About metrics and cardinality#

The metrics endpoint is small on the surface and opinionated underneath. This page explains the choices that shape what it measures and how: label cardinality, metric scope, the cache in front of the expensive metrics, and the two ZODB monitors.

Why user identity is never a label#

Prometheus stores one time series per unique combination of label values. A label whose value is drawn from an unbounded set—a user id, a session id, a full URL with query string—multiplies the series count without bound. This is the single most common way to make a Prometheus server fall over, and it is hard to undo once the data is in.

To avoid that, plone.observability keeps labels low-cardinality on purpose. Request metrics split only by auth="authenticated" or auth="anonymous", which is two values, not two million. User identity, when you want it at all, belongs on a trace span, where each span is a separate record and high cardinality is the norm. That is why enduser.id is a span attribute gated behind PLONE_OBSERVABILITY_OTEL_USER_ID, and never a metric label.

Global versus instance scope#

Several Plone instances usually share one ZODB. That makes some numbers per-process and others shared, and aggregating them the same way gives wrong answers.

A metric tagged scope="instance" is local to one process: its request count, its resident memory, its open connections. To get a fleet total you sum across instances.

A metric tagged scope="global" is a property of the shared database: the object count, the content totals. Every instance reports the same value, so summing across instances multiplies it by the number of instances. For global metrics you pick one instance to read from instead.

The scope label exists so that whoever writes the PromQL can tell the two apart without memorizing which metric is which.

Why some metrics are cached#

Most metrics are cheap: read a counter, read a gauge, done. Two are not. The database-wide object count and the database size, and the content catalog counts, are full-table operations on a Postgres-backed storage. Running them on every scrape—every fifteen or thirty seconds, forever—would put a steady, pointless load on the database.

Those two metrics sit behind a short time-to-live cache instead, sixty seconds by default, tunable with PLONE_OBSERVABILITY_METRICS_CACHE_TTL. The numbers move slowly enough that a minute of staleness is invisible, and the database is spared the repeated full scans.

The ZODB activity monitor#

plone_zodb_loads_total and plone_zodb_stores_total count objects loaded from and stored to the database. They come from a minimal activity monitor that the package installs into the database’s activity-monitor slot on the first metrics scrape. It is storage-agnostic, so it works the same on FileStorage, RelStorage, and zodb-pgjsonb, and it is O(1) in memory.

These two counters are where you catch a “loads per request” regression early: rate(plone_zodb_loads_total) / rate(plone_requests_total) rising over time usually means a new view is waking up far more objects than it needs.

The monitor is installed only if no activity monitor is already configured. A pre-existing monitor is never overridden—the package logs a warning and leaves the two counters unavailable instead.
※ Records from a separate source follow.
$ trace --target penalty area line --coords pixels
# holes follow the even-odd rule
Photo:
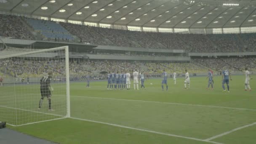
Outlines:
[[[197,139],[197,138],[195,138],[184,136],[179,136],[179,135],[176,135],[170,134],[170,133],[162,133],[162,132],[157,132],[157,131],[153,131],[141,129],[141,128],[133,128],[133,127],[129,127],[129,126],[119,125],[117,125],[117,124],[113,124],[113,123],[99,122],[99,121],[95,121],[95,120],[93,120],[84,119],[76,118],[76,117],[70,117],[69,118],[72,119],[74,119],[74,120],[85,121],[98,123],[101,123],[101,124],[102,124],[107,125],[113,126],[115,126],[115,127],[128,128],[128,129],[136,130],[136,131],[144,131],[144,132],[147,132],[150,133],[158,134],[160,134],[160,135],[165,135],[165,136],[172,136],[172,137],[178,137],[178,138],[183,138],[183,139],[191,139],[191,140],[193,140],[197,141],[204,141],[204,142],[211,143],[212,144],[222,144],[222,143],[211,141],[210,140],[207,141],[205,140],[200,139]]]
[[[238,127],[238,128],[234,128],[234,129],[232,129],[232,130],[231,131],[226,131],[226,132],[225,132],[224,133],[221,133],[220,134],[218,134],[218,135],[214,136],[212,136],[212,137],[211,137],[211,138],[205,139],[205,140],[206,141],[211,141],[211,140],[213,140],[213,139],[217,139],[217,138],[218,138],[219,137],[221,137],[222,136],[224,136],[224,135],[227,135],[228,134],[229,134],[229,133],[232,133],[233,132],[235,132],[235,131],[236,131],[240,130],[240,129],[243,129],[243,128],[247,128],[247,127],[250,127],[250,126],[253,126],[253,125],[256,125],[256,122],[251,123],[251,124],[249,124],[249,125],[242,126],[241,126],[241,127]]]
[[[161,102],[161,101],[143,101],[143,100],[134,100],[134,99],[115,99],[115,98],[102,98],[102,97],[99,97],[87,96],[70,96],[71,98],[74,97],[84,98],[91,98],[91,99],[96,99],[118,100],[118,101],[131,101],[151,102],[151,103],[155,103],[165,104],[174,104],[174,105],[185,105],[185,106],[208,107],[212,107],[212,108],[224,108],[224,109],[237,109],[237,110],[251,110],[251,111],[256,111],[256,109],[255,109],[239,108],[236,108],[236,107],[221,107],[221,106],[215,106],[207,105],[187,104],[176,103],[168,102]]]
Set PLONE_OBSERVABILITY_ZODB_ACTIVITY_MONITOR=0 to skip installation entirely.

Conflict metrics#

plone_zodb_conflicts_total counts ZODB ConflictErrors raised during request publication.

A write conflict means two transactions changed the same object concurrently, which points at a write hotspot. A read conflict means an object a transaction required to stay current was changed underneath it, which points at long transactions or readCurrent invariants. Both are counted.

The retry label separates the two outcomes that matter operationally. retry="true" is a conflict that was retried, which usually recovers and is invisible to the user. retry="false" is the final attempt that gave up and surfaced an error. Watching the second one tells you when contention is actually hurting users, not just costing a retry.